Here, based on experimental work, it is proposed a set of pathways for the formation of multiple arsenic species that might help to clarify the present situation.

These are focused on the thiol protein arsenic bond and on its interaction with reactive metabolites. In fact, arsenic bound to glutathione interacting with sulfur adenosyl methionine (SAM), MethylCB₁₂ and AdoCB₁₂, forms a number of complexes that might be key intermediates in arsenic biochemistry. These include dimethylarsino glutathione (DMAG) m/z 412 [M + H]⁺, synthesized non-enzymatically from glutathione and cacodylate. Trimethylarsonio glutathione (TMAG) m/z 426 [M]⁺ synthesized from DMA, GSH and SAM, apparently by a classical Challenger methylcarbonium attack. Tetramethyl arsonium ion m/z 135 [M]⁺ is formed in a third step, apparently by carbanion methylation. The presence of trimethylarsine oxide (TMAO) m/z 137 [M + H]⁺ is attributed to the hydrolysis of TMAG or TMA, or to carbanion methylation of dimethylarsinoyl glutathione (m/z 428 [M]⁺) formed from cacodylate and GSH. Cantoni type attacks of DMAG on SAM were unsuccessful, eventually due to competition of the trivalent S⁺ atom of SAM for the As^III atom attack.
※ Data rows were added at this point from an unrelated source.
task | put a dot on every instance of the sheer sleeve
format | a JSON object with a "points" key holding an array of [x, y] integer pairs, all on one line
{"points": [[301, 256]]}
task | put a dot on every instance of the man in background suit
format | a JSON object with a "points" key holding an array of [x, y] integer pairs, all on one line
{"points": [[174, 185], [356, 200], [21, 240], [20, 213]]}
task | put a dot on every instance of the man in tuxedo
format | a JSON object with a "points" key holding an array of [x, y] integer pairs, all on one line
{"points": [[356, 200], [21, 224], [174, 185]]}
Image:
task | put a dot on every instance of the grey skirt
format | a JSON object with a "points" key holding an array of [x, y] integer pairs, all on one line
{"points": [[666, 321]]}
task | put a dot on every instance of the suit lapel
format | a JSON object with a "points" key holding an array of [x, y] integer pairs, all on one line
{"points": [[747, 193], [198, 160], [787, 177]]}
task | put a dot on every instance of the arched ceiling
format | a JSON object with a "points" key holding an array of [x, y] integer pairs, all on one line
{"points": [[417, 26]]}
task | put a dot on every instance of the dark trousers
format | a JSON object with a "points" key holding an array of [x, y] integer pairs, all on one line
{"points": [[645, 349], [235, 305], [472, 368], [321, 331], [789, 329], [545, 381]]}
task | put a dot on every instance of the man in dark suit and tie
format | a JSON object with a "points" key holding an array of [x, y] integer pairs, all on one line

The presence of dimethylarsonio diglutathione (DMADG m/z 717 [M]⁺), is suggested to result from a GS^- attack on dimethylarsenoyl glutathione (m/z 428 [M + H]⁺). The presence of dimethylarsenoyladenosine (m/z 372 [M + H]⁺), trimethylarsenosugar adenine (m/z 370 [M]⁺), and dimethylthioarsenosugar adenine (m/z 388 [M + H]⁺), is explained by the synthesis of the pecursor dimethylarsonio-adenosine glutathione DMAAG (m/z 661 [M]⁺), a likely source of oxo-and trimethylated arsenosugars, as well as of thio-arsenosugars by the cleavage of its S-C bond. The results gathered suggest that cell vacuoles might play a major role in arsenic metabolism, and that the dominance of oxo-As sugars, in algae extracts, may be supported by a mechanism of synthesis independent of DMAAG (m/z 661).

They also offer an explanation for the reason why arsenobetaine, and tetramethylarsonium are loosely bound to biotic tissues. Four arsenic species new to science, to the best of our knowledge, and a number of known arsenic compounds were synthesized in this work, identified by HPLC¨CESI-MSⁿ and FTICR¨CESI-MS, and suggestions regarding their mechanisms of synthesis were advanced. These results provide a framework for arsenic biochemistry which may explain the origin of a significant part of arsenic known metabolites.